LANCASHIRE HOT POT ( Recipe Two
)
Ingredients
1½ lb. best end neck of lamb, 2 lambs' kidneys,
1 lb. Potatoes, ½ lb. (half a lb) Onions, Salt and pepper ¼ (quarter) of a pint of stock or water,
1 oz. butter, melted (8 shelled oysters may be added if desired)

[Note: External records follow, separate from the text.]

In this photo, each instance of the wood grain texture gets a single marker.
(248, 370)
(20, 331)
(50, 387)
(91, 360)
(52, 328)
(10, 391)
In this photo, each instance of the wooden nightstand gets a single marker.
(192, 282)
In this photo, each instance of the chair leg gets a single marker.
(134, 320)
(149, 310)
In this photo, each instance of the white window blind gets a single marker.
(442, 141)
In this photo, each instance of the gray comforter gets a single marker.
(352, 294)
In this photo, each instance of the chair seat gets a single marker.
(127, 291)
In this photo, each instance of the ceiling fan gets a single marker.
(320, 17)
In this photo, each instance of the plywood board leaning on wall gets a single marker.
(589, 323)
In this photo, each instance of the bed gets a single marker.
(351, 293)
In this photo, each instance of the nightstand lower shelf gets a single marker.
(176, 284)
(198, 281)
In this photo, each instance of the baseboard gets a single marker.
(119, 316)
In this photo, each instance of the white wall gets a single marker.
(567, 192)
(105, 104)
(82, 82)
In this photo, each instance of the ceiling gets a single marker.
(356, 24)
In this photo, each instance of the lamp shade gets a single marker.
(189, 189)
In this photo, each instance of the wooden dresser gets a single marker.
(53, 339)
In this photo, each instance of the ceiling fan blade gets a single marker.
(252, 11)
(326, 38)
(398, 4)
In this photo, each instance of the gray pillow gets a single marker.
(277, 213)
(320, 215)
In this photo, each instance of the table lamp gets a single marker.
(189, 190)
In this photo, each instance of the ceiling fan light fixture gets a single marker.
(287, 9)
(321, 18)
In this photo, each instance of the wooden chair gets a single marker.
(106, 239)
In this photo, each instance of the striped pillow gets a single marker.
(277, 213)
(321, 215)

Cut the lamb into cutlets remove surplus fat; Peel and core kidneys, cut into slices.; Thinly slice potatoes and
onions ; Cover base of 2 to 3-pint casserole dish with some of the potato slices, stand lamb on top. ; Cover with
kidneys and onions, sprinkle with salt and pepper. & Arrange overlapping rings of rest of potatoes attractively
on top ; Pour in stock or water, brush heavily with butter ; Cover dish with lid or aluminium foil, cook in centre
of moderate oven for l hour 15 minutes ; Uncover, continue to cook for further a 30 minutes (or until potatoes
are golden brown).
Serves 4
MANCHESTER PUDDING
Ingredients : -
Short crust pastry; jam (stoneless); 2 ounces butter;
2 eggs; 1 ounces castor sugar; ½ ( half ) a pint milk; the rind of 1 lemon; a tablespoonful brandy; 2 ounces
bread-crumbs.
Boil the lemon rind in milk and pour over the bread-crumbs. Take the rind out and beat in the yolks after 5 minutes
with butter, sugar and brandy. Line a pie-dish with pastry and spread some jam over it. Cover with the bread-crumbs
mixture and bake in a moderate oven for 45 minutes. Whip the whites of the eggs with some castor sugar and lay
over the dish, sprinkle with sugar and return to the oven for a minute to set. Serve cold.
ORMSKIRK GINGERBREAD
Ingredients : -
10 ounces flour; 12 ounces butter; 1 lb. treacle; 1
lb. sugar; quarter ounce cinnamon; quarter ounce mace; ½ ( half ) ounce ground ginger; a little grated lemon
rind.
Melt the butter and mix with treacle and sugar, add flour, lemon, cinnamon, mace and ginger. Beat the mixture well.
Drop very thinly on a well-greased tin and bake in a moderate oven. Cut it into squares and turn it round your
finger. Keep in a tin.
PARKINS
Ingredients : -
1½ lbs.(one & half lbs. ) oatmeal ; 1 lb.
treacle; 8 ounces brown sugar; 8 ounces butter; 1 teaspoonful ground ginger; 1 teaspoonful allspice.
Mix the dry ingredients. Heat treacle and butter; add to the dry mixture and leave to stand overnight. Place in
a well-greased shallow baking tin and bake in a moderate oven for about 2 hours. It is done when the parkin springs
back when touched.
Ingredients : -
1 pint shrimps;4 ounces butter; 1 blade ground mace;
a little cayenne pepper; a little ground nutmeg.
Only the freshest shrimps should be used. Melt the butter, add seasoning and shelled shrimps. Heat through gently
but do not boil. Pour into small pots and eat when cold.
PRESTON PARKINS
Ingredients : -
8 ounces plain flour ; 8 ounces fine oatmeal; 8 ounces
treacle; a little milk; 4 ounces brown sugar; 4 ounces butter and lard mixed; a teaspoonful of ground ginger, mixed
spice, nutmeg and bi-carbonate of soda.
Rub butter and lard into the flour, add oatmeal and other dry ingredients,
then the treacle. Dissolve the bi-carbonate of soda in milk, then add to the mixture. Pour into a well-greased
tin and bake in a moderate oven for about 1 hour.
TRIPE
Tripe is the culinary term for the first and second stomachs of ruminants, but of the ox particularly. The texture
of the first stomach is smooth, of the second, honey-combed.
Ingredients : -
Tripe and Onions : 1 lb. tripe; ½ ( half ) a pint milk; ½ ( half ) a
pint water; a little flour; 2 onions; salt and pepper.
Wash the tripe well, cut into square pieces and bring to the boil in water. Throw the water away and add water
and milk, chopped onions, salt and pepper, Thicken with flour after having boiled the tripe for a good 3 hours
by stirring it in with a little milk. Bring to the boil again and serve.